Le chat télégramme pour donner l’alerte

Entre Svetlana et sa mère une ligne directe, Rome-Mykolaïv. Les informations sur ce qui s’y passe viennent cependant d’Italie et mettent en lumière le rôle fondamental des médias sociaux dans cette guerre. Dans un chat Telegram, les citoyens de Mykolaïv échangent des informations utiles, s’entraident comme ils peuvent, partagent des photos et des vidéos de ce qui se passe à l’extérieur, mais surtout ils lancent l’alerte en cas de danger. C’est Svetlana qui surveille le groupe en ligne et prévient immédiatement sa mère : « Elle est incapable d’utiliser ces chats à son âge. Ils sont barricadés à l’intérieur de la maison, ils ne voient ni n’entendent ce qui se passe à l’extérieur. Alors je le fais pour eux. , d’ici. Je suis toujours avec le téléphone à la main, même la nuit, je vous appelle et vous écris à tout moment en cas de danger ou même pour vous donner des informations. Quand il y a une alerte je vous dis de descendre et alors j’attends que tu m’appelles pour savoir si tout va bien ». De l’appartement au bunker, quel bunker ce n’est pas : « Il y a ces abris depuis la Seconde Guerre mondiale, mais je ne sais pas à quel point ils sont sûrs – explique Svetlana – et de toute façon ils ne sont pas dans tous les bâtiments . Beaucoup se réfugient dans des caves, ou ils se rassemblent dans les couloirs des étages inférieurs.
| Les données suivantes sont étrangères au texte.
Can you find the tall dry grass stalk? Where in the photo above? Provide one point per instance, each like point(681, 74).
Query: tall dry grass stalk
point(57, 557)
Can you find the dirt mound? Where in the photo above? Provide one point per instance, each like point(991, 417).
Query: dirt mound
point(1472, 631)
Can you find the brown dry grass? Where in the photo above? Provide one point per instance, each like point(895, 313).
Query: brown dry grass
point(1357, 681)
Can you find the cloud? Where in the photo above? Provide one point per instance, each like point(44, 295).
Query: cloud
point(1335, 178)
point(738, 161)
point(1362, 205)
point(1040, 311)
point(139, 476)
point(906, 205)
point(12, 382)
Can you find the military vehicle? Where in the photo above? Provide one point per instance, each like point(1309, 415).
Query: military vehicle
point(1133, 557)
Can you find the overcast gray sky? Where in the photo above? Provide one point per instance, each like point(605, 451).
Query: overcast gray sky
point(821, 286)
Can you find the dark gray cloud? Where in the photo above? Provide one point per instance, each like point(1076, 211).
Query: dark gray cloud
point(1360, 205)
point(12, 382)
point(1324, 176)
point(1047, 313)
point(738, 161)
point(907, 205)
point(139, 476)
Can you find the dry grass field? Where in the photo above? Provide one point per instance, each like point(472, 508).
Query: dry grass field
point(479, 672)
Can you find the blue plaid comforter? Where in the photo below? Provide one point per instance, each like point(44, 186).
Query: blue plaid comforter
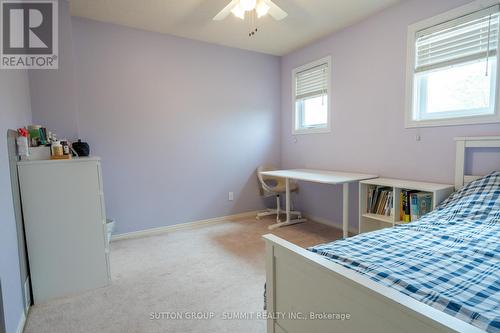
point(449, 259)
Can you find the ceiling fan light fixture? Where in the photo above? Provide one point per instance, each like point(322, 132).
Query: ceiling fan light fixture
point(238, 12)
point(248, 5)
point(262, 9)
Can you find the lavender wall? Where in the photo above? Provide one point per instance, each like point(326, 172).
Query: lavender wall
point(54, 93)
point(178, 123)
point(15, 112)
point(368, 94)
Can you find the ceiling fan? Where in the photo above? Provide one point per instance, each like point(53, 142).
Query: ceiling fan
point(261, 7)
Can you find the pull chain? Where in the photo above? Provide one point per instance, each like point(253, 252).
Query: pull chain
point(488, 48)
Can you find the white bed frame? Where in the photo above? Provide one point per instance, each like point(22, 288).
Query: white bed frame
point(300, 282)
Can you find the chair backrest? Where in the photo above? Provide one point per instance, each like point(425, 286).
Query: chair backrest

L’immeuble de ma mère a 9 étages, mais beaucoup atteignent même 16. En ville ce sont tous des immeubles très hauts ». Heureusement il n’y a pas de problèmes de communication, du moins pour le moment : « Le réseau est là. Maman je l’entends tous les jours au téléphone ou sur Whatsapp ».


La guerre contre Mykolaïv

Guerre de loin

Pour Svetlana, comme pour beaucoup de ses compatriotes qui ont quitté l’Ukraine il y a des années, c’est une guerre à distance. Le sentiment d’impuissance est épuisant. La vie s’est arrêtée pour eux aussi, où qu’ils soient. « Je ne dors pas la nuit. Je me sens mal, je ne peux pas travailler », s’exclame-t-il au téléphone, sachant que l’auditeur, peu importe à quel point il essaie de porter ses vêtements, les trouvera toujours lâches quelque part : « Je J’éclate de colère et d’impuissance. On ne peut rien faire, mais rien. Si j’écoute les informations russes, c’est encore pire. Les mensonges que raconte le gouvernement, à chaque fois que je me sens mal. Je ne peux pas expliquer ce que je ressens. Puis cette excuse, fille du désespoir, qu’aucun peuple ne mérite : « Nous, les Ukrainiens, ne sommes pas mauvais ». Mais entre l’odeur de mort et de destruction qui vient de l’est souffle un puissant souffle de vie qui parvient à laisser place à l’espoir : « Bientôt je deviendrai grand-mère ».